Angelino Alfano, secretary of the centre-right People of Liberty, said the talks with Mr Letta had been held in a constructive spirit and made progress but that “knots” remained to be resolved.
Further talks would be held, and Mr Berlusconi was expected to speak to Mr Letta by telephone from the US before his return to Rome, Mr Alfano told a news conference.
The inconclusive first round was not unexpected, given Mr Berlusconi’s absence while he attended the inauguration of the George W. Bush presidential library in Dallas on Thursday. Officials and politicians remained hopeful that the two parties would reach agreement in time for the new government to be sworn in soon, possibly on Saturday, and to receive the confidence vote it needs in parliament early next week.
Mr Alfano said the centre-right was not laying down preconditions for its participation in a coalition government led by its centre-left rivals, despite statements to the contrary by senior party officials on Wednesday.
At the same time Mr Alfano made clear that their priority was to resolve the issue of a property tax that Mr Berlusconi pledged to abolish during the February elections that resulted in a hung parliament. Without agreement on this, Mr Alfano said, the party “cannot maintain its relationship of trust with its electorate”.

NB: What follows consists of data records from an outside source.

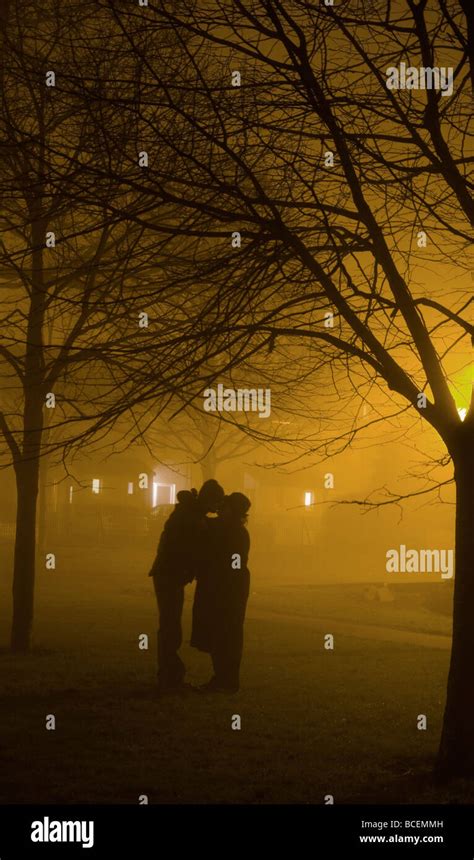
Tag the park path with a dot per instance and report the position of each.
(360, 631)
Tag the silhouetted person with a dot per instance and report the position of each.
(174, 566)
(223, 582)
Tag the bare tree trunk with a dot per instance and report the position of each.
(456, 751)
(27, 465)
(208, 466)
(27, 478)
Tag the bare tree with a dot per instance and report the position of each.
(78, 277)
(321, 165)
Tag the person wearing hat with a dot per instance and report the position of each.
(223, 582)
(174, 567)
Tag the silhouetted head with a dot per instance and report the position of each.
(211, 496)
(236, 507)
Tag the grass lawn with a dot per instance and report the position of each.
(314, 722)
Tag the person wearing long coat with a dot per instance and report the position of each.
(222, 590)
(173, 568)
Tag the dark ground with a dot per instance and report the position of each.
(314, 722)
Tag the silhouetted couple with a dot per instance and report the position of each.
(213, 550)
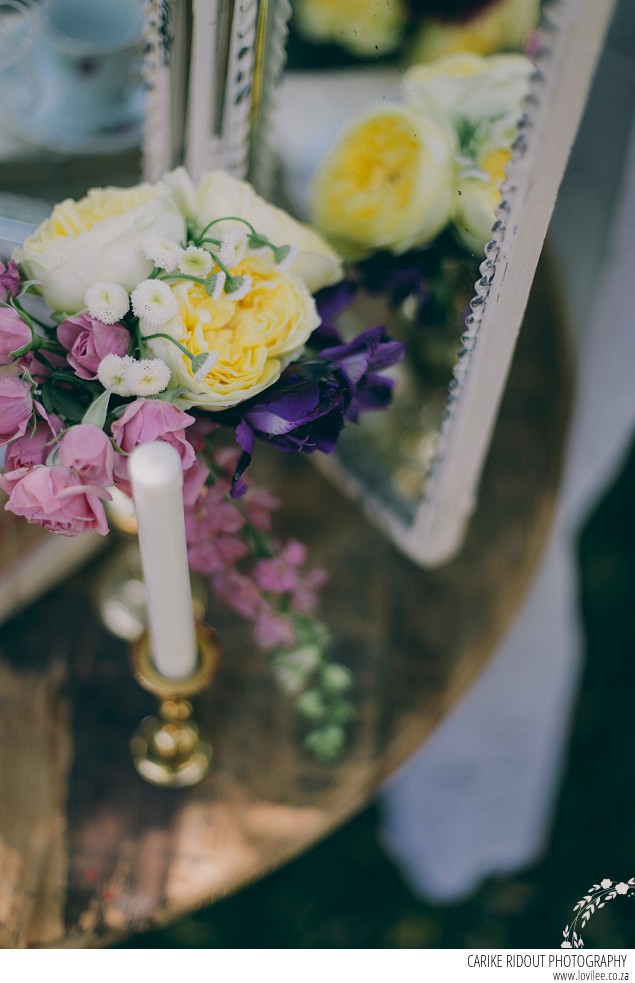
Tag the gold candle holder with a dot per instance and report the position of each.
(168, 750)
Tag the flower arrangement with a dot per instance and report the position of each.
(401, 174)
(408, 196)
(187, 315)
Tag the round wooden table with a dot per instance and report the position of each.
(89, 853)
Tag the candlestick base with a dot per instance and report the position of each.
(169, 750)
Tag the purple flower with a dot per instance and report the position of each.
(9, 280)
(360, 361)
(89, 340)
(308, 406)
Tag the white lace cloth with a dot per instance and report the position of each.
(477, 799)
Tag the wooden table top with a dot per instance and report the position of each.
(90, 853)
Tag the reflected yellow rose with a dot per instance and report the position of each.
(249, 340)
(364, 27)
(387, 184)
(504, 25)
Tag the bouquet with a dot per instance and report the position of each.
(189, 315)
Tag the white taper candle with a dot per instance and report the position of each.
(157, 488)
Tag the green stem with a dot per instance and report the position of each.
(227, 218)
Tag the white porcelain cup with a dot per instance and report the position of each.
(93, 47)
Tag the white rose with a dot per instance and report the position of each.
(220, 195)
(99, 238)
(387, 184)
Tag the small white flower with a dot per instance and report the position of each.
(207, 365)
(112, 373)
(164, 253)
(241, 287)
(153, 301)
(108, 302)
(218, 285)
(233, 246)
(147, 377)
(196, 262)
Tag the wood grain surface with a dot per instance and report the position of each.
(90, 853)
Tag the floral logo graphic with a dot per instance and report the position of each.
(597, 896)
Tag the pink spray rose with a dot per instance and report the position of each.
(16, 407)
(32, 449)
(14, 333)
(146, 420)
(56, 499)
(9, 280)
(87, 450)
(89, 340)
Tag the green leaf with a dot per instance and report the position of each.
(58, 400)
(257, 241)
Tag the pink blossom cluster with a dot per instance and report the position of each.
(58, 475)
(225, 537)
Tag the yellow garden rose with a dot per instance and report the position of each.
(479, 195)
(249, 340)
(99, 238)
(387, 184)
(501, 26)
(479, 102)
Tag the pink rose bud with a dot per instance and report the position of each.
(16, 407)
(146, 420)
(87, 450)
(14, 333)
(56, 499)
(9, 280)
(88, 341)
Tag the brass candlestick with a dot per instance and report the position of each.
(168, 750)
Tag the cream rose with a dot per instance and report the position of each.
(387, 184)
(249, 341)
(504, 25)
(466, 88)
(220, 195)
(99, 238)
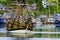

Mr Alfano played down the problems of sharing out cabinet posts, saying it was up to Mr Letta to propose a list of ministers to Giorgio Napolitano, head of state.
Mr Letta separately told reporters that differences remained and that he would remain in contact with Mr Napolitano. Mr Letta said he had a 30-second telephone conversation with Mr Berlusconi and that the former prime minister had given his encouragement. No meeting had been set for Friday, Mr Letta said.
“I will not hide the differences that exist,” Mr Letta said.
Mr Napolitano, the driving force behind efforts to form a coalition government, agreed with reluctance last Saturday to accept a second mandate at the age of 87 on the condition that the parties would bury their differences. Mr Letta, a moderate from the Democrats’ Catholic wing, was selected by Mr Napolitano as prime minister designate on Wednesday.
The small centrist Civic Choice, led by caretaker prime minister Mario Monti, gave its backing to Mr Letta, the former deputy head of the Democrats whose entire leadership resigned last weekend following the party’s implosion in its failure to agree on a successor to Mr Napolitano.
The anti-establishment Five Star Movement, the third largest group in parliament, refused to join Mr Letta. The Democrats also lost the support of their former electoral allies, the Left Ecology and Freedom party. The rightwing Brothers of Italy and the Milan-based Northern League, both previously allied to Mr Berlusconi, also said they would be in opposition.
Nevertheless, should Mr Letta reach agreement with Mr Berlusconi and Mr Monti then the next government could command a two-thirds majority needed to pass proposed constitutional changes to Italy’s paralysing parliamentary system.